For the first time in weeks, it feels like there will be a relegation battle in Spain after all. And Leganés will be in it
Sporting Gijón haven’t got a prayer, but they might just have a little hope at last. The miracle arrived in the week they stopped asking for it – and the week they needed it most. The week Granada and Osasuna needed it, too. “Resurrection Sunday”, one headline called it, and it was huge: a match that felt like all their fates hung on it, even with 17 weeks still to go. “We have to win, come what may; we can’t afford another defeat,” the Sporting coach Joan Ferrer, ‘Rubi’, said. “Salvation will depend largely on what we do at Butarque; it’s very important to win,” the Leganés coach Asier Garitano said. As for Father Fernando Fueyo, he didn’t say anything.

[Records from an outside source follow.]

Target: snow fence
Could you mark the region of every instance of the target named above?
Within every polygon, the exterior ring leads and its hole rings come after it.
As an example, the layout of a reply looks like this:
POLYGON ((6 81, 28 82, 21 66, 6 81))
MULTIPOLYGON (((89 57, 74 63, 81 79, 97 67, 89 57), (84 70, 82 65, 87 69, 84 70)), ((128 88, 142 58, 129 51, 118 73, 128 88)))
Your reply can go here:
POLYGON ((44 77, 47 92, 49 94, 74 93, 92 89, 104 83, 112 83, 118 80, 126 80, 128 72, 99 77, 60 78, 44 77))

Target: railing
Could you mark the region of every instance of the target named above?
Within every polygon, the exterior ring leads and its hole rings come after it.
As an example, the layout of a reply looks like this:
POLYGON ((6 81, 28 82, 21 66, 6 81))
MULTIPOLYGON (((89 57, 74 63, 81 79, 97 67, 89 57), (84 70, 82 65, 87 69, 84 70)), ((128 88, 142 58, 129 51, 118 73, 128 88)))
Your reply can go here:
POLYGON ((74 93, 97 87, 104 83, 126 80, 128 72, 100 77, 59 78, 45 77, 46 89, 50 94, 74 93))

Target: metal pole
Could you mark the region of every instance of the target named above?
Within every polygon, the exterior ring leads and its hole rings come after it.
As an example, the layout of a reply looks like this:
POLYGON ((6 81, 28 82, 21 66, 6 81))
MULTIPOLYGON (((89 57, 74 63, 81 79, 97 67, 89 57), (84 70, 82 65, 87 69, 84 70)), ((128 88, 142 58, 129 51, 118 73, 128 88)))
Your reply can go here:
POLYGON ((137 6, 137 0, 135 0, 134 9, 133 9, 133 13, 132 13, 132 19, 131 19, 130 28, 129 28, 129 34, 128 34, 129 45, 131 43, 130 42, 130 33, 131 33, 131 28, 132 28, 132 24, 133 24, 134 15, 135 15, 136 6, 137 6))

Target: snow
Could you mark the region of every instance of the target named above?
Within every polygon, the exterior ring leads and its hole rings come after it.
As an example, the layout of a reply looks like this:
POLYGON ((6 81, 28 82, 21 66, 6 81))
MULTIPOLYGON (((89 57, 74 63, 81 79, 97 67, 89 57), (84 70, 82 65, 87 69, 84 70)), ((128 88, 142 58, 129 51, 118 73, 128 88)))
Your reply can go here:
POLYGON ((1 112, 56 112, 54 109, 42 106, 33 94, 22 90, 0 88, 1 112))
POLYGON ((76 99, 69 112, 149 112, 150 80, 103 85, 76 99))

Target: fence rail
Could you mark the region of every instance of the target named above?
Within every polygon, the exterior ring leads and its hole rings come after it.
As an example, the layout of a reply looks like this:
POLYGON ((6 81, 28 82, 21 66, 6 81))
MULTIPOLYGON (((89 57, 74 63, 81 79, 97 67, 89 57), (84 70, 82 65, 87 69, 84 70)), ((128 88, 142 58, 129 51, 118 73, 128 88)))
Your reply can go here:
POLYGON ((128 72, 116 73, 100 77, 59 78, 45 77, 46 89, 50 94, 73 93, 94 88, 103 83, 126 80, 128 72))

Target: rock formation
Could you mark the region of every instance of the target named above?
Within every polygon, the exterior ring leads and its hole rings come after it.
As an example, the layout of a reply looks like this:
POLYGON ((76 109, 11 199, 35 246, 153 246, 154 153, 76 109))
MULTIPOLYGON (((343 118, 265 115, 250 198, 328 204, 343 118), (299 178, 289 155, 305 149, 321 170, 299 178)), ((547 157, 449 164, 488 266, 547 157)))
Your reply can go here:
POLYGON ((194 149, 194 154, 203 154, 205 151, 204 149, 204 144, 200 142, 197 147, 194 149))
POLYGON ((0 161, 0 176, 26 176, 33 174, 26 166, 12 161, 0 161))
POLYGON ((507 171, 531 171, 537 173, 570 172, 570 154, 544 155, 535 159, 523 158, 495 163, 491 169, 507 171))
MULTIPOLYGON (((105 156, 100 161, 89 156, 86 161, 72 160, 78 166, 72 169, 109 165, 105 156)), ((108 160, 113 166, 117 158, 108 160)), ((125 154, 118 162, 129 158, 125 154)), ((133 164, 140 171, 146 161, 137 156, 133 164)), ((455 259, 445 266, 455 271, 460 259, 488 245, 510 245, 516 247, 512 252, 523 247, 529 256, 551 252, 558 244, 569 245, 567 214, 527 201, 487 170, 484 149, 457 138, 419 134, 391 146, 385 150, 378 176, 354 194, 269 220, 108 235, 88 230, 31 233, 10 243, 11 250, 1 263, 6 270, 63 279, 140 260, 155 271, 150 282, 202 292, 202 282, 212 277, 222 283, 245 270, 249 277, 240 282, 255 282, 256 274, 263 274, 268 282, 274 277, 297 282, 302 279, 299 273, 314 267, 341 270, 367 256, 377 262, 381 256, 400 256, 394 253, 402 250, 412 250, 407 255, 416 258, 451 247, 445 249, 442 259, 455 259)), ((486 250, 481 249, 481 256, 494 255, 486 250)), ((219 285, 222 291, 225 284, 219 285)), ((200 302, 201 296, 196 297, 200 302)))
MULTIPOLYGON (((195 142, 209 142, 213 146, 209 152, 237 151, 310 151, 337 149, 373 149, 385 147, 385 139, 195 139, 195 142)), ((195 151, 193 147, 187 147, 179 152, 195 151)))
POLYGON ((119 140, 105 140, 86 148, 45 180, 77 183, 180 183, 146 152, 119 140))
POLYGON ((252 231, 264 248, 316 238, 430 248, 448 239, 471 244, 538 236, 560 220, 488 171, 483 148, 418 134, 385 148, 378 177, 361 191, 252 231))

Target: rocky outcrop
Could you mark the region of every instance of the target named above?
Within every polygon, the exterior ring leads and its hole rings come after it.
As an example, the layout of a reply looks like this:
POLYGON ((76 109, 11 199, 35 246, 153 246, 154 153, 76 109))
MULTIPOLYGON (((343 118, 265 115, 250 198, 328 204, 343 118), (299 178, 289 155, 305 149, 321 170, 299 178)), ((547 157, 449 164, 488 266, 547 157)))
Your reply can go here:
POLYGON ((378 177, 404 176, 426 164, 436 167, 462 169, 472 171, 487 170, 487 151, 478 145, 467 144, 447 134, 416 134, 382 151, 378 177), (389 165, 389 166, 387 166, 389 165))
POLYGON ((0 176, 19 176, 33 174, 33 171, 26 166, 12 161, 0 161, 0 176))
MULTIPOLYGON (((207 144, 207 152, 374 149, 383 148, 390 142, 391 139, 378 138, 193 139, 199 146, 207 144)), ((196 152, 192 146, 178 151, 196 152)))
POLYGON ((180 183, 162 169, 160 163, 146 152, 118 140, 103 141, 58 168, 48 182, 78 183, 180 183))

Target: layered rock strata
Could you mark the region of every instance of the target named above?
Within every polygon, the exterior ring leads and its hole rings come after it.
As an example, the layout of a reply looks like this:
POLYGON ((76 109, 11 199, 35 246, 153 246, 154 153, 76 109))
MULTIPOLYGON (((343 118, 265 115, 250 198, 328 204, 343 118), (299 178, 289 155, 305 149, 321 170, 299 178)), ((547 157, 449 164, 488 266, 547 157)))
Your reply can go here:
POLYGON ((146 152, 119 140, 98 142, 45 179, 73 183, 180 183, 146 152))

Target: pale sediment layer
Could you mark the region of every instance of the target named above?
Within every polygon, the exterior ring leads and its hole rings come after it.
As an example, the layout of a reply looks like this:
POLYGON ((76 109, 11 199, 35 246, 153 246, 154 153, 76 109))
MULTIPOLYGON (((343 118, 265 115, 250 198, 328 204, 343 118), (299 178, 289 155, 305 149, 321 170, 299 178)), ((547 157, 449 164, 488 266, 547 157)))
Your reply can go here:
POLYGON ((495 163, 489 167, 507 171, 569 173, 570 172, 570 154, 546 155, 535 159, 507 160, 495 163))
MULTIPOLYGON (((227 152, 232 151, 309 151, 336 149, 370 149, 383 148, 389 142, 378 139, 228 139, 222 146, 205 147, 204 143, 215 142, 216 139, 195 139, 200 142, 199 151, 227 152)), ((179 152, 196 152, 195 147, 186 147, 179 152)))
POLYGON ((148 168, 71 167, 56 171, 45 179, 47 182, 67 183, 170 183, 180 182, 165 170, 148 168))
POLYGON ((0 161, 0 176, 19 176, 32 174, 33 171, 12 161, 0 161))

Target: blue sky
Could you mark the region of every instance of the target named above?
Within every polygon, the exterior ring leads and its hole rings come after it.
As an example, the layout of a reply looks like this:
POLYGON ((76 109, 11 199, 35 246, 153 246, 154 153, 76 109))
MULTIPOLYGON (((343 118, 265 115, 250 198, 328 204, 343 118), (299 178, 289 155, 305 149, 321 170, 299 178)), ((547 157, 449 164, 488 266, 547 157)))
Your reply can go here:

Fueyo is 80 years old and he is the parish priest of San Nicolás de Bari in Gijón. He is also the chaplain at Sporting. On Friday afternoon, he arrived at Mareo, the club’s training ground, to wave off the team as they boarded the bus bound for Madrid, where they would be facing Leganés, but he wasn’t there at Butarque the following day. For 20 years, he has gathered them together in the dressing room just before every match, and recited the Lord’s Prayer. On Sunday, for the first time in two decades, he didn’t. Rubi had decided that he didn’t want the distraction: in those final minutes, it should be just players, coaching staff and the game ahead.